Overall, Swedish 70-year-olds' eyesight is good, but many could see even better. Six in ten can improve their vision by getting eyeglasses or changing the power of the glasses they already have, according to a new study from the University of Gothenburg.
"We're really healthy and have good eyesight in Sweden, and being 70 doesn't have to mean your vision is poor. It's easy to get it checked by an optician, who can offer the right glasses or refer you to an ophthalmologist if necessary," says Lena Havstam Johansson, PhD student at Sahlgrenska Academy, University of Gothenburg, and ophthalmic nurse at Sahlgrenska University Hospital.
In the study, the great majority of 70-year-olds were content with their eyesight, but many overestimated how well they can actually see. More than half (61.5 percent) proved able to see considerably better by getting glasses or changing the power of the ones they already had.
"Visual impairment can creep up on you, making it difficult to notice that your eyes are getting worse. So it's a good idea to visit an optician regularly when you get older, even if you don't feel your sight is deteriorating," Havstam Johansson says.
The study shows that how people perceive their own eyesight corresponds poorly with reality. Of those whose vision had deteriorated, the majority nonetheless regarded their eyesight as good.
"Above all, it was reduced contrast sensitivity that made people think their sight was poor.
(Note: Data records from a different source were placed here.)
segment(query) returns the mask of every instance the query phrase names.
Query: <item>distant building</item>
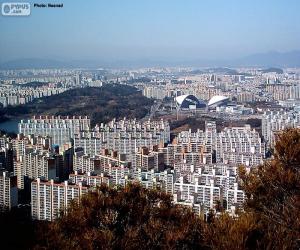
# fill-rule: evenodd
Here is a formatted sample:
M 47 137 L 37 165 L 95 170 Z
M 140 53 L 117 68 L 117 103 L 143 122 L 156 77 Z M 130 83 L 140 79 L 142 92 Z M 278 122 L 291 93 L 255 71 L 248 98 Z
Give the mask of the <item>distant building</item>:
M 82 82 L 82 74 L 78 73 L 78 74 L 75 76 L 75 85 L 76 85 L 76 86 L 80 86 L 80 85 L 81 85 L 81 82 Z

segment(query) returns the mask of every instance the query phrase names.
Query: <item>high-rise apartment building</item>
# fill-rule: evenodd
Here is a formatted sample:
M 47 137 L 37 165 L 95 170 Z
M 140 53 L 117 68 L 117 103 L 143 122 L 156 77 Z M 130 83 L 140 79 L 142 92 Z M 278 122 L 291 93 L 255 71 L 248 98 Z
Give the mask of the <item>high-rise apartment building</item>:
M 300 127 L 298 111 L 266 111 L 262 118 L 262 135 L 268 147 L 274 146 L 276 132 L 297 127 Z
M 70 184 L 68 181 L 55 183 L 37 178 L 31 183 L 31 216 L 34 220 L 52 221 L 64 213 L 73 200 L 80 202 L 88 187 Z
M 238 186 L 237 167 L 227 164 L 190 166 L 178 174 L 174 183 L 175 202 L 189 205 L 197 213 L 207 213 L 224 202 L 224 209 L 242 207 L 245 195 Z
M 93 131 L 81 131 L 76 134 L 74 147 L 82 148 L 90 156 L 97 155 L 102 149 L 126 154 L 126 160 L 133 162 L 140 147 L 151 148 L 153 145 L 170 141 L 170 126 L 166 121 L 113 120 Z
M 83 185 L 87 185 L 90 187 L 100 187 L 101 185 L 110 185 L 110 179 L 108 176 L 104 176 L 103 173 L 100 175 L 92 174 L 90 172 L 87 173 L 78 173 L 75 171 L 73 174 L 70 174 L 69 181 L 73 184 L 79 184 L 82 182 Z
M 164 153 L 159 152 L 158 147 L 152 151 L 149 151 L 146 147 L 141 147 L 135 154 L 133 166 L 141 168 L 143 171 L 149 171 L 151 169 L 163 171 L 165 168 Z
M 19 133 L 50 136 L 55 145 L 69 143 L 75 134 L 89 129 L 90 119 L 87 116 L 34 116 L 19 123 Z
M 0 170 L 0 212 L 18 205 L 17 177 L 5 170 Z

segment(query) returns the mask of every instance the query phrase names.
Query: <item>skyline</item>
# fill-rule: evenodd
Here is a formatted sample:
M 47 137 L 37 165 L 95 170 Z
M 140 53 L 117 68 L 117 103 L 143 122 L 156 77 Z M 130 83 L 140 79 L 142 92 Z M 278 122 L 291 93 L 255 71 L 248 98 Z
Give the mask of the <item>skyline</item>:
M 53 9 L 30 1 L 29 17 L 1 16 L 0 63 L 228 61 L 300 50 L 298 1 L 91 2 Z

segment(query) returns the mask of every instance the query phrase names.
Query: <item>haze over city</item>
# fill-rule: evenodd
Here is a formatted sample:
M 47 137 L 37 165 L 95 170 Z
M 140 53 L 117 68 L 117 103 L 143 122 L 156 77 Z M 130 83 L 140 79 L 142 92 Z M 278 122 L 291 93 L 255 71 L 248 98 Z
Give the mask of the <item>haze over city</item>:
M 284 56 L 299 63 L 297 0 L 64 1 L 54 9 L 30 3 L 28 17 L 0 17 L 1 63 L 226 66 L 259 64 L 260 55 L 243 60 L 258 53 L 272 64 L 277 52 L 291 52 Z

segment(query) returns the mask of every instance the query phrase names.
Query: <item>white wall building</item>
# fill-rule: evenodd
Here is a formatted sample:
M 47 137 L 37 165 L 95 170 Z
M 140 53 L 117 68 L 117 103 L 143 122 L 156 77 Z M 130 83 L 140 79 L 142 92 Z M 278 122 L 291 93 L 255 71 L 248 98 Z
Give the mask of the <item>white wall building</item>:
M 18 205 L 17 177 L 0 170 L 0 212 Z

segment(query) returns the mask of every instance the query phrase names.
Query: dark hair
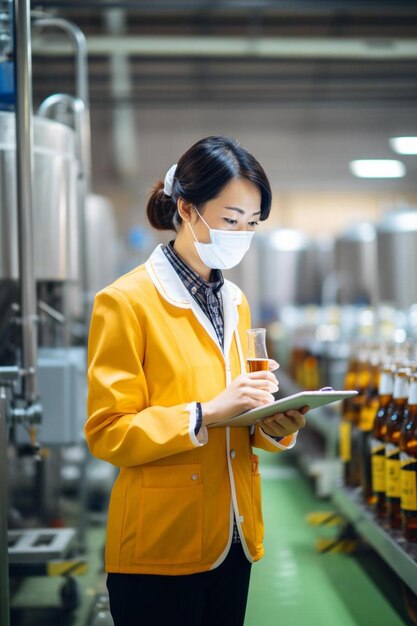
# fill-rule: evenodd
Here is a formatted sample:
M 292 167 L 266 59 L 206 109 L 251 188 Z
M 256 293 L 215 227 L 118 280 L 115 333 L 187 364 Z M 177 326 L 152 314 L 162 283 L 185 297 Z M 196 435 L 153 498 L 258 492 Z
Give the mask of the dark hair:
M 200 139 L 178 161 L 172 196 L 164 193 L 164 183 L 153 187 L 146 212 L 154 228 L 175 230 L 181 224 L 177 200 L 182 198 L 197 208 L 219 195 L 232 178 L 245 178 L 261 192 L 261 220 L 271 210 L 271 187 L 258 161 L 230 137 Z

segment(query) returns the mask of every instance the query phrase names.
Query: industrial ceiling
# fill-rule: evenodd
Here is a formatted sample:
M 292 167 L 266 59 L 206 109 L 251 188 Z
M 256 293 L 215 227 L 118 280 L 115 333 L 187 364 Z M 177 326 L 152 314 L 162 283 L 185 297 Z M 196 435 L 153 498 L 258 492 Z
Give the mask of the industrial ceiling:
M 187 121 L 201 135 L 198 125 L 227 132 L 229 120 L 229 134 L 255 144 L 259 131 L 278 182 L 281 172 L 281 182 L 301 185 L 317 179 L 317 167 L 333 172 L 333 183 L 350 180 L 347 167 L 334 171 L 345 149 L 346 159 L 389 156 L 389 136 L 417 135 L 415 1 L 44 0 L 32 8 L 75 22 L 87 36 L 96 134 L 114 111 L 133 110 L 139 139 L 140 119 L 145 133 L 165 128 L 169 153 Z M 71 92 L 65 39 L 35 31 L 33 50 L 35 104 Z M 286 168 L 295 161 L 296 170 Z

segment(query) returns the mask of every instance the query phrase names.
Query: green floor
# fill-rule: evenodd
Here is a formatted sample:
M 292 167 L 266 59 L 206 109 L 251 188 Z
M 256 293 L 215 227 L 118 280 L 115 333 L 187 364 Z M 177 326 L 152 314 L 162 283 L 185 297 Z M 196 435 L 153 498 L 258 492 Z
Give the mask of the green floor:
M 309 526 L 305 517 L 332 505 L 314 497 L 291 453 L 262 454 L 261 472 L 265 556 L 252 568 L 245 626 L 408 625 L 399 615 L 401 586 L 375 553 L 316 552 L 316 539 L 338 531 Z
M 409 626 L 399 581 L 375 553 L 316 552 L 316 539 L 335 537 L 337 529 L 309 526 L 305 516 L 332 506 L 314 497 L 291 453 L 262 454 L 261 472 L 265 557 L 252 568 L 245 626 Z M 103 528 L 91 528 L 89 572 L 78 579 L 82 602 L 74 614 L 58 608 L 59 579 L 26 579 L 13 594 L 20 608 L 12 626 L 87 626 L 95 594 L 105 591 L 103 542 Z

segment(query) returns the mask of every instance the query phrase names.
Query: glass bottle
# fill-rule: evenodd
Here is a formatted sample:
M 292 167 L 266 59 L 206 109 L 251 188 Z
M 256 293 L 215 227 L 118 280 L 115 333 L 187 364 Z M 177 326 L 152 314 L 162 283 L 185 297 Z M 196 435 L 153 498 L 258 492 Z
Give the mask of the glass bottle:
M 417 542 L 417 372 L 410 376 L 408 404 L 400 435 L 401 517 L 407 541 Z
M 345 374 L 344 389 L 355 389 L 356 378 L 359 369 L 359 361 L 356 351 L 352 349 L 352 354 L 349 359 L 349 365 Z M 340 460 L 343 463 L 343 482 L 347 486 L 350 484 L 351 479 L 351 461 L 352 461 L 352 421 L 353 421 L 353 403 L 352 398 L 346 398 L 342 404 L 342 419 L 340 421 L 339 429 L 339 455 Z
M 408 400 L 408 370 L 401 368 L 394 377 L 394 406 L 387 415 L 385 435 L 385 478 L 387 518 L 391 528 L 401 528 L 400 434 Z
M 358 372 L 356 376 L 356 384 L 354 389 L 357 390 L 358 395 L 352 398 L 352 427 L 351 427 L 351 461 L 350 461 L 350 476 L 349 483 L 353 487 L 357 487 L 361 484 L 360 475 L 360 453 L 361 453 L 361 431 L 359 430 L 359 423 L 361 418 L 362 408 L 366 402 L 366 393 L 371 382 L 371 366 L 370 366 L 370 353 L 368 346 L 363 346 L 359 351 L 359 364 Z
M 376 411 L 370 438 L 372 491 L 377 517 L 386 515 L 387 503 L 385 499 L 385 435 L 387 432 L 387 416 L 393 408 L 392 392 L 394 389 L 394 372 L 391 366 L 381 369 L 379 382 L 379 406 Z
M 371 455 L 369 441 L 372 427 L 379 406 L 380 363 L 377 346 L 372 348 L 369 359 L 369 384 L 365 391 L 364 404 L 359 417 L 359 471 L 361 477 L 362 496 L 368 504 L 375 500 L 372 489 Z

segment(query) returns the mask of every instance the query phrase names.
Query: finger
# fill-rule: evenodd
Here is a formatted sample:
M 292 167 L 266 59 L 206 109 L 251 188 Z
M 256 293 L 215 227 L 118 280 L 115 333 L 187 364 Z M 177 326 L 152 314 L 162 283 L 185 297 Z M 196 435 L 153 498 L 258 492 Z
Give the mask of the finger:
M 264 389 L 254 389 L 253 387 L 244 387 L 242 389 L 244 395 L 259 404 L 271 404 L 275 398 L 271 393 Z
M 261 428 L 270 437 L 281 437 L 282 436 L 281 432 L 279 430 L 277 430 L 275 428 L 271 428 L 270 426 L 265 426 L 265 424 L 262 424 Z
M 285 436 L 293 433 L 301 427 L 302 426 L 300 424 L 294 424 L 288 417 L 284 417 L 281 420 L 273 420 L 268 424 L 268 428 L 271 428 L 275 434 L 279 436 Z
M 304 418 L 304 413 L 302 413 L 301 411 L 285 411 L 284 415 L 286 415 L 287 417 L 291 417 L 291 419 L 301 419 Z
M 305 426 L 306 420 L 304 414 L 300 411 L 287 411 L 285 416 L 291 420 L 291 423 L 295 426 L 298 426 L 299 428 L 303 428 L 303 426 Z
M 270 372 L 273 372 L 279 368 L 279 363 L 277 363 L 277 361 L 274 361 L 274 359 L 268 359 L 268 361 L 269 361 Z
M 253 389 L 253 387 L 248 387 L 246 395 L 259 404 L 271 404 L 275 400 L 272 393 L 265 391 L 265 389 Z
M 246 387 L 251 387 L 252 389 L 265 389 L 265 391 L 269 391 L 270 393 L 276 393 L 278 391 L 277 381 L 274 380 L 271 382 L 270 380 L 265 380 L 258 378 L 254 380 L 253 378 L 247 378 L 244 381 Z
M 283 420 L 285 420 L 287 417 L 286 413 L 274 413 L 273 415 L 270 415 L 269 417 L 267 417 L 264 422 L 269 423 L 269 422 L 282 422 Z
M 275 421 L 270 424 L 266 424 L 264 421 L 262 424 L 262 428 L 265 430 L 266 433 L 275 437 L 285 436 L 289 430 L 294 431 L 293 426 L 285 426 Z
M 266 380 L 270 380 L 271 383 L 276 383 L 277 379 L 274 376 L 274 374 L 272 372 L 268 372 L 266 370 L 262 370 L 259 372 L 250 372 L 249 374 L 247 374 L 247 376 L 249 376 L 249 378 L 252 378 L 253 380 L 257 380 L 258 378 L 263 378 Z
M 300 428 L 305 425 L 304 415 L 299 411 L 287 411 L 286 413 L 275 413 L 270 417 L 267 417 L 265 423 L 272 424 L 273 422 L 283 425 L 290 426 L 295 425 Z
M 301 411 L 301 413 L 302 413 L 303 415 L 305 415 L 305 414 L 306 414 L 309 410 L 310 410 L 310 407 L 309 407 L 309 406 L 303 406 L 303 408 L 302 408 L 302 409 L 300 409 L 300 411 Z

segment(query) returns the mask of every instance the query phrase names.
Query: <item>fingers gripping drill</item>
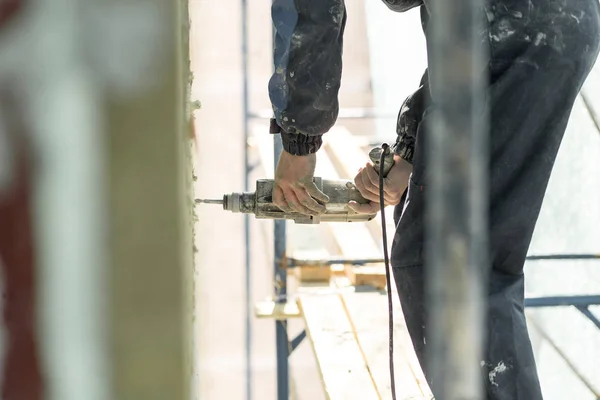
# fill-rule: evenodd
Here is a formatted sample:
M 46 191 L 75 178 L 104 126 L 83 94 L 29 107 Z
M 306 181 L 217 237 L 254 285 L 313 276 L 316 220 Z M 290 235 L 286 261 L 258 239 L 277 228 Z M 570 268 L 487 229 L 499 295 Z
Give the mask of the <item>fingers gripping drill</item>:
M 381 155 L 384 155 L 381 168 Z M 369 152 L 369 157 L 377 173 L 382 171 L 385 177 L 394 165 L 394 154 L 389 147 L 376 147 Z M 325 204 L 326 211 L 319 216 L 303 215 L 295 212 L 284 212 L 273 203 L 272 179 L 256 181 L 256 190 L 250 193 L 231 193 L 220 200 L 196 199 L 196 203 L 221 204 L 223 209 L 234 213 L 254 214 L 258 219 L 289 219 L 299 224 L 318 224 L 320 222 L 365 222 L 375 218 L 376 214 L 358 214 L 348 207 L 348 202 L 355 201 L 366 204 L 369 201 L 361 196 L 352 181 L 330 180 L 315 177 L 317 187 L 329 196 Z

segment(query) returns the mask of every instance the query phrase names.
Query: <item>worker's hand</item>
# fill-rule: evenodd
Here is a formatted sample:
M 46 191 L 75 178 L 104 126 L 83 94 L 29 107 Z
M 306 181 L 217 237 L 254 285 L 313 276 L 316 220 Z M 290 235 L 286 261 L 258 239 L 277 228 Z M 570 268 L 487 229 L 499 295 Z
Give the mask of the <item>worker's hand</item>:
M 412 165 L 404 161 L 400 156 L 394 156 L 394 166 L 383 179 L 383 198 L 386 206 L 395 206 L 400 203 L 402 193 L 408 186 Z M 380 210 L 379 205 L 379 175 L 373 164 L 367 165 L 358 171 L 354 178 L 354 184 L 360 194 L 369 203 L 359 204 L 355 201 L 348 203 L 348 207 L 359 214 L 375 214 Z
M 286 212 L 305 215 L 324 213 L 325 206 L 316 200 L 327 203 L 329 197 L 313 181 L 316 165 L 316 154 L 295 156 L 282 151 L 275 170 L 273 203 Z

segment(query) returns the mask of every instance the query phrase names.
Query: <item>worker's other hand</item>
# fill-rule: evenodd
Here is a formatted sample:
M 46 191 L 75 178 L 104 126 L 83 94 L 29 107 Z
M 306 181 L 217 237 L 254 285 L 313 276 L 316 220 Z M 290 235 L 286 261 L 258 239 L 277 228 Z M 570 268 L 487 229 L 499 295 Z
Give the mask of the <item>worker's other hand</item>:
M 325 212 L 329 197 L 321 192 L 313 181 L 316 154 L 295 156 L 282 151 L 275 169 L 273 203 L 282 211 L 295 211 L 305 215 L 319 215 Z
M 412 165 L 404 161 L 400 156 L 394 156 L 394 166 L 383 179 L 383 199 L 385 206 L 395 206 L 400 203 L 402 193 L 408 186 Z M 355 201 L 348 203 L 348 207 L 359 214 L 375 214 L 380 211 L 379 205 L 379 175 L 373 164 L 361 168 L 354 178 L 354 184 L 360 194 L 367 200 L 366 204 Z

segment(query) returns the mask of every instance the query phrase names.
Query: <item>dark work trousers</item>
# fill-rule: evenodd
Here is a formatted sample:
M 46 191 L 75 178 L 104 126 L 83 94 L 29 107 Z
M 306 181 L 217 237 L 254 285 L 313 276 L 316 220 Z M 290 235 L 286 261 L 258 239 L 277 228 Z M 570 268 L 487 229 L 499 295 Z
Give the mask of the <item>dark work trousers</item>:
M 598 0 L 489 0 L 485 7 L 491 271 L 481 376 L 487 399 L 539 400 L 523 310 L 523 267 L 571 109 L 598 54 L 600 8 Z M 406 207 L 396 207 L 392 266 L 404 318 L 427 376 L 426 126 L 427 113 L 419 124 Z M 501 364 L 506 369 L 490 381 L 489 372 Z

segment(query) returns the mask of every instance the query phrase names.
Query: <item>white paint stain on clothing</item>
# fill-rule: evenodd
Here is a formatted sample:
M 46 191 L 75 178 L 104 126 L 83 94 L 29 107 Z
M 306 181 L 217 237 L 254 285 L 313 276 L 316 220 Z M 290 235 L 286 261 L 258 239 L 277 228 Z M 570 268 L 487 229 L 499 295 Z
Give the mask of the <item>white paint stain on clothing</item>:
M 491 38 L 495 42 L 500 42 L 502 40 L 508 39 L 512 35 L 516 33 L 515 29 L 513 29 L 511 22 L 508 19 L 503 19 L 498 23 L 498 27 L 494 34 L 490 34 Z
M 535 44 L 536 46 L 539 46 L 540 43 L 542 43 L 542 40 L 546 39 L 546 34 L 542 33 L 542 32 L 538 32 L 537 36 L 535 37 L 535 41 L 533 42 L 533 44 Z
M 333 23 L 339 24 L 344 16 L 344 8 L 342 5 L 335 5 L 329 9 L 329 14 L 333 19 Z
M 506 372 L 507 369 L 508 367 L 506 366 L 506 364 L 504 364 L 504 361 L 500 361 L 498 365 L 496 365 L 496 367 L 489 373 L 490 383 L 494 386 L 498 386 L 498 383 L 496 383 L 496 376 L 498 376 L 498 374 Z

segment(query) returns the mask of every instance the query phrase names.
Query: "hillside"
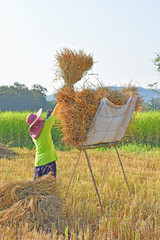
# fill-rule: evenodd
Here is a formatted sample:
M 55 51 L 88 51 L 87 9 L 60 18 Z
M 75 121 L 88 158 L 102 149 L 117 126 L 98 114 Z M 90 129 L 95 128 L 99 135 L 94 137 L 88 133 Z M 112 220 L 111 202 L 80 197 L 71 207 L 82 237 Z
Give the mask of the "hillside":
M 113 88 L 120 89 L 120 87 L 113 87 Z M 156 93 L 151 89 L 138 87 L 138 90 L 139 90 L 140 95 L 143 96 L 145 103 L 149 102 L 151 100 L 151 98 L 154 98 L 156 96 Z M 157 91 L 160 92 L 160 89 L 157 89 Z M 46 100 L 47 101 L 55 100 L 54 94 L 47 95 Z
M 144 102 L 149 102 L 151 98 L 154 98 L 156 96 L 156 93 L 151 89 L 139 87 L 138 90 L 139 93 L 143 96 Z M 157 89 L 157 91 L 160 92 L 160 89 Z

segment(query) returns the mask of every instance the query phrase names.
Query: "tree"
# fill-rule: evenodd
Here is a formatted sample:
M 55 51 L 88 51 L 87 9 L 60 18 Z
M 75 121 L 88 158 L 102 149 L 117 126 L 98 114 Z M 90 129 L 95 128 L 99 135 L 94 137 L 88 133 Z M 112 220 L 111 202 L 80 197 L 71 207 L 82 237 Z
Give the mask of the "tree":
M 153 63 L 157 67 L 157 71 L 160 72 L 160 53 L 157 53 L 157 57 L 153 60 Z
M 13 87 L 14 88 L 17 88 L 17 89 L 19 89 L 19 90 L 28 90 L 28 88 L 25 86 L 25 84 L 20 84 L 19 82 L 15 82 L 14 84 L 13 84 Z
M 32 91 L 35 91 L 36 93 L 39 93 L 39 94 L 41 94 L 41 95 L 46 95 L 46 93 L 47 93 L 47 88 L 44 88 L 44 87 L 42 87 L 41 85 L 39 85 L 39 84 L 34 84 L 33 86 L 32 86 L 32 89 L 31 89 Z
M 13 86 L 0 87 L 0 111 L 38 110 L 43 108 L 54 109 L 53 102 L 47 102 L 47 89 L 41 85 L 33 85 L 29 90 L 24 84 L 15 82 Z
M 153 59 L 153 63 L 156 66 L 157 71 L 160 72 L 160 53 L 157 53 L 156 58 Z M 160 94 L 160 92 L 157 91 L 157 85 L 158 85 L 158 82 L 154 82 L 153 84 L 148 84 L 148 87 L 155 93 Z
M 147 111 L 160 110 L 160 97 L 156 94 L 155 97 L 152 97 L 151 100 L 145 104 Z

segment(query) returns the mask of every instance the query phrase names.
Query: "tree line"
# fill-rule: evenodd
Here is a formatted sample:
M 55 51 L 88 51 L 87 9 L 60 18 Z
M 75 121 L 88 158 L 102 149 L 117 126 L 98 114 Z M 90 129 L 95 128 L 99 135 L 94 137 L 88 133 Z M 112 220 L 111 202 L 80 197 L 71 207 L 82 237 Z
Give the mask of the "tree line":
M 157 83 L 154 85 L 156 86 Z M 154 87 L 155 87 L 154 86 Z M 146 111 L 160 110 L 160 93 L 156 89 L 155 97 L 144 103 Z M 54 109 L 56 101 L 46 100 L 47 89 L 39 84 L 34 84 L 29 90 L 24 84 L 15 82 L 13 86 L 0 86 L 0 111 L 44 111 Z
M 0 86 L 0 111 L 44 111 L 54 109 L 56 102 L 46 100 L 47 89 L 34 84 L 29 90 L 24 84 Z
M 160 95 L 156 94 L 155 97 L 152 97 L 147 103 L 144 103 L 146 111 L 159 111 L 160 110 Z

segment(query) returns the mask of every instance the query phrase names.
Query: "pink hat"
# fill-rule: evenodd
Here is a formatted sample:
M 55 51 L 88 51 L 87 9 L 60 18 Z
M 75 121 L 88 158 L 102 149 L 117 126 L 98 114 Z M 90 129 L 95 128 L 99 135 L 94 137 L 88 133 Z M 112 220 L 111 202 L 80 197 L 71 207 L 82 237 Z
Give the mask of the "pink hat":
M 42 108 L 40 108 L 36 114 L 30 113 L 28 115 L 26 122 L 30 125 L 29 129 L 35 124 L 35 122 L 37 122 L 37 120 L 40 118 L 41 114 L 42 114 Z

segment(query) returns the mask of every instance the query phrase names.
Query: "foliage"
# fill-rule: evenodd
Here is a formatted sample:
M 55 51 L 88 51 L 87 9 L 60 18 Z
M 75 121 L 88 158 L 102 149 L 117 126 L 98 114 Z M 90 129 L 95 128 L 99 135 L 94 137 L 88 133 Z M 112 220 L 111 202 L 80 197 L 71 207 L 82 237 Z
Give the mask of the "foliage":
M 159 53 L 157 53 L 157 56 L 153 60 L 153 63 L 157 67 L 158 72 L 160 72 L 160 54 Z
M 28 147 L 32 149 L 34 143 L 28 132 L 26 117 L 29 112 L 0 112 L 0 142 L 9 144 L 10 147 Z M 42 113 L 45 119 L 46 113 Z M 56 148 L 67 149 L 62 142 L 60 123 L 55 119 L 52 128 L 53 142 Z
M 38 110 L 43 108 L 47 110 L 54 108 L 56 103 L 47 102 L 47 89 L 41 85 L 33 85 L 29 90 L 24 84 L 18 82 L 13 86 L 0 87 L 0 110 L 1 111 L 23 111 L 23 110 Z
M 155 95 L 155 97 L 151 98 L 151 100 L 147 103 L 144 104 L 144 107 L 147 111 L 151 111 L 151 110 L 160 110 L 160 96 L 159 95 Z
M 157 68 L 157 71 L 160 72 L 160 54 L 157 53 L 157 56 L 155 59 L 153 59 L 153 63 Z M 155 93 L 160 94 L 159 91 L 157 91 L 157 84 L 158 82 L 154 82 L 153 84 L 148 84 L 148 87 L 152 89 Z
M 160 146 L 160 112 L 139 112 L 134 117 L 134 123 L 123 141 Z

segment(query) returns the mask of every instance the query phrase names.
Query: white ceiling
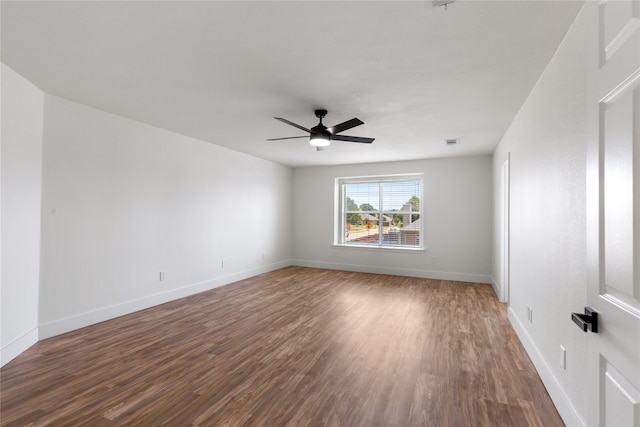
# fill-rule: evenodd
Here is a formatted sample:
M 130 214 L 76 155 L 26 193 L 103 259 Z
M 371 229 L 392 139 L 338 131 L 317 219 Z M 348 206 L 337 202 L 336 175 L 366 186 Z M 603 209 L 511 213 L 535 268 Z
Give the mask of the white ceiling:
M 290 166 L 489 154 L 578 1 L 2 1 L 2 61 L 43 91 Z M 273 119 L 358 117 L 317 152 Z M 445 138 L 460 138 L 447 146 Z

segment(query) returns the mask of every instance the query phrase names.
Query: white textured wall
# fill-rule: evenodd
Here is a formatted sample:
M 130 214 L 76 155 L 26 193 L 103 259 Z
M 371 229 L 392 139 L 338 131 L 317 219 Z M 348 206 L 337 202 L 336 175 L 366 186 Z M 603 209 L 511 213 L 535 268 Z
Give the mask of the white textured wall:
M 335 247 L 335 178 L 424 174 L 426 251 Z M 491 158 L 296 168 L 293 254 L 298 265 L 489 283 Z
M 290 262 L 288 167 L 46 95 L 43 174 L 42 337 Z
M 494 224 L 500 173 L 511 153 L 510 318 L 570 425 L 587 408 L 586 337 L 571 312 L 586 305 L 587 28 L 578 15 L 493 156 Z M 499 278 L 499 233 L 493 277 Z M 533 323 L 527 320 L 533 309 Z M 560 367 L 560 346 L 567 369 Z
M 38 339 L 42 91 L 2 64 L 0 365 Z

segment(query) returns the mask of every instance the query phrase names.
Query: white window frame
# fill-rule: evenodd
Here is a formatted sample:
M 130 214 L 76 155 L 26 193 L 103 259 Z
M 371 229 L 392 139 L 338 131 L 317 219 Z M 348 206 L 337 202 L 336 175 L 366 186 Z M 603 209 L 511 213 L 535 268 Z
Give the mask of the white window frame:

Impaired visual acuity or visual field defects had less of an impact on how they perceived their own eyesight," says Madeleine Zetterberg, Professor of Ophthalmology at the University of Gothenburg's Sahlgrenska Academy and coauthor of the study.
The study covers 1,200 Gothenburg residents who had all answered a special "self?reported ocular morbidity questionnaire" on how they perceived their eyesight and thought their everyday lives were being affected by vision problems.
In cooperation with a colleague, Lena Havstam Johansson also investigated the eyesight of nearly half (560) of these 70-year-olds, in several ways. They examined the study participants' central vision (the part we use when we watch TV or look at a painting, for example), their peripheral vision (the part that enables us to pick up what is going on outside our field of focus), and their ability to perceive contrasts (contrast sensitivity). In addition, every study participant's lens and retina were photographed to detect eye disease, if any.
Having glasses of incorrect power was equally common in men and women in the study but, in general, the men had slightly better eyesight than the women. This may be explained partly by the higher prevalence of cataract among women generally. This was confirmed in the present study: Just over 27 percent of the women had cataract, but only just over 19 percent of the men. Many respondents who proved to have cataract were already aware that they had this eye disease, while others learned of it when they had their eyes tested. The most common eye disease among the study participants examined was cataract (23.4%), followed by age-related macular degeneration (AMD, 4.7%) and glaucoma (4.3%), while 1.4% had diabetic retinopathy (retinal changes due to diabetes).
These and other findings of the present study were recently accepted for publication in the scientific journal Acta Ophthalmologica. The study forms part of the H70 population-based study of aging and its diseases that has been underway at the University of Gothenburg since the early 1970s. This H70 study provides a picture of the trends of life and health among ordinary 70-year-olds, and also scope for comparing what getting older has been like for different generations.